Another recent “achievement” for King was his proposal to create a commission to study the current financial crisis. Hubler had some choice words about that idea, and I’ve put his full statement after the jump. Some excerpts:

       “For six years, Steve King has supported an administration that has refused to accept responsibility or to hold anyone accountable for policies that have devastated the middle class, provided tax breaks to big oil companies, mismanaged an unnecessary war, and now caused the worst financial meltdown since the Great Depression,” said Hubler.  “We don’t need to spend millions of dollars on a commission that will take months to find out what we already know; when there are no rules, and no regulators, markets do not regulate themselves.”

       “King opposed common-sense regulations designed to protect investors and consumers as his Republican-led Congress gave the Bush administration the authority to dismantle rules, allowing greedy Wall Street speculators and unscrupulous lenders free rein to engage in subprime lending with no oversight from Congress,” Hubler continued.  “Yet, instead of accepting responsibility for his part in creating this mess, King has tried to blame middle class borrowers for the collapse of the housing market,” said Hubler, referring to comments King made Saturday at a town hall meeting in Onawa.

Hubler is a strong Democrat as well as a strong candidate, which is why Wisconsin Senator Russ Feingold’s Progressive Patriots Fund is supporting him.

Hubler can win this race if he is able to get his message to voters. He’s already been up on the radio with at least one ad, featuring former Congressman Berkley Bedell. The Hubler campaign has also produced this voter guide (pdf file) to mail district-wide. To reach more voters through direct mail and broadcast media, the campaign needs your help. Please donate today.

We have a great opportunity to take advantage of the coming Democratic wave. This post at Swing State Project notes that seats once thought safe for Republicans are becoming competitive across the country. The author names IA-05 (as well as IA-04) among the “Republican seats at severe risk of being lost or swept away in the ensuing tide.”
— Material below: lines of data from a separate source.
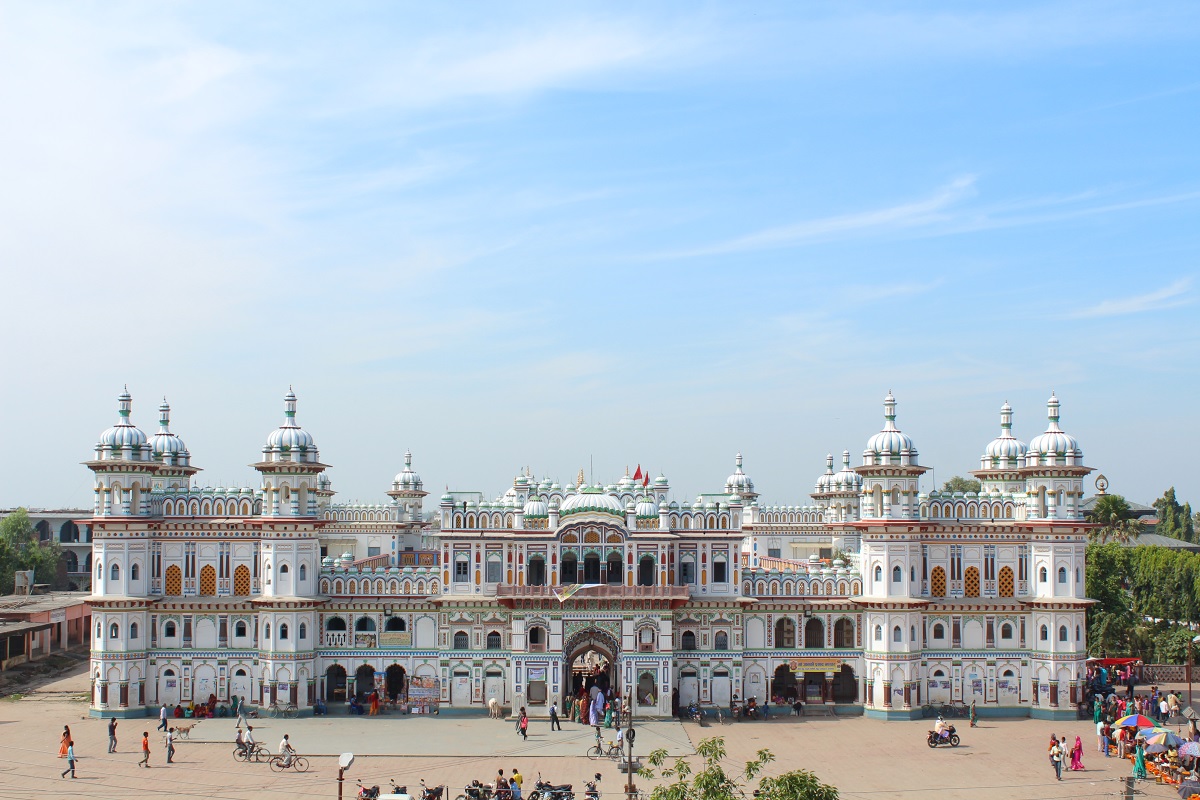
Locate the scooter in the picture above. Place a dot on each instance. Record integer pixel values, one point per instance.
(593, 793)
(546, 791)
(951, 739)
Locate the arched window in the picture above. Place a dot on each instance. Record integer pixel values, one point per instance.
(785, 633)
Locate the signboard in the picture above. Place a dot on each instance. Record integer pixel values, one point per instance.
(396, 639)
(424, 693)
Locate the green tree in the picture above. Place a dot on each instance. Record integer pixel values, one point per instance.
(711, 781)
(21, 549)
(1174, 519)
(1114, 519)
(959, 483)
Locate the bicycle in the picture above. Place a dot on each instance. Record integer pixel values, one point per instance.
(259, 753)
(280, 763)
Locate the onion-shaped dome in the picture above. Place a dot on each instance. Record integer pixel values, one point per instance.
(847, 480)
(1006, 451)
(738, 481)
(592, 499)
(891, 441)
(647, 507)
(1055, 446)
(166, 445)
(826, 482)
(289, 441)
(535, 507)
(406, 479)
(124, 440)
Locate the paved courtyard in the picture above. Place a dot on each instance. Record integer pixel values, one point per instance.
(865, 758)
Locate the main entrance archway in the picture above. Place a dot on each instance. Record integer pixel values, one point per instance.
(592, 657)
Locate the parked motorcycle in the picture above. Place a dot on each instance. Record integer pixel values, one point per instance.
(951, 738)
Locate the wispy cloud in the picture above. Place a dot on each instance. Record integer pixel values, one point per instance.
(1173, 296)
(906, 215)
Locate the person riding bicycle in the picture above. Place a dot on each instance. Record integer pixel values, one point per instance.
(287, 751)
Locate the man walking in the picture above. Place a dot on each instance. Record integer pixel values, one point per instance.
(70, 761)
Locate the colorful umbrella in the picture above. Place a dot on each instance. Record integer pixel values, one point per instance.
(1134, 721)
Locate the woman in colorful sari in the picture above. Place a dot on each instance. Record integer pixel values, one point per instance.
(1077, 755)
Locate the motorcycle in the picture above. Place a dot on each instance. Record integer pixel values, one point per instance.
(547, 791)
(475, 791)
(593, 793)
(951, 738)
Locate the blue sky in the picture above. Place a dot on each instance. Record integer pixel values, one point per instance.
(553, 235)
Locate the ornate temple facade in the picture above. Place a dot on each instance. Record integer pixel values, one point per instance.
(873, 595)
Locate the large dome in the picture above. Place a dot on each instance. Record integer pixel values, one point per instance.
(289, 441)
(891, 440)
(1055, 446)
(124, 439)
(1006, 451)
(591, 498)
(166, 445)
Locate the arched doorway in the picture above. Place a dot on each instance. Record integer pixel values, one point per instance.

The Republican Party is now spending money on behalf of incumbents in some districts comparable to western Iowa in terms of partisan makeup. This recent story from Politico notes:

GOP Reps. John B. Shadegg of Arizona, Lee Terry of Nebraska, Henry Brown Jr. of South Carolina and Dan Lungren of California are all fighting for their political lives, a reversal of fortunes that has caught even the most astute campaign observers by surprise.

Markos commented on the Politico piece,

Shadegg’s AZ-03 is R+5.9.

Terry’s NE-02 is R+9.0.

Brown’s SC-01 is R+9.6

Lungren’s CA-03 is R+6.7.

Iowa’s fifth district has a partisan voting index of R+8. As I’ve written before, ten House Democrats already represent districts at least as Republican. This election will increase that number. Let’s make IA-05 one of them.

King’s third-quarter FEC filing showed a financial advantage over Hubler, but hardly an intimidating war chest. His cash on hand may not even be sufficient to run television ads across the district for the remainder of the campaign. He certainly won’t have a turnout operation to rival what Barack Obama’s campaign and the Iowa Democratic Party have going in western Iowa.

It only takes a minute to donate to Hubler’s campaign, giving him the resources to spread his message in the final weeks. Please take the time to help send a good man to Congress.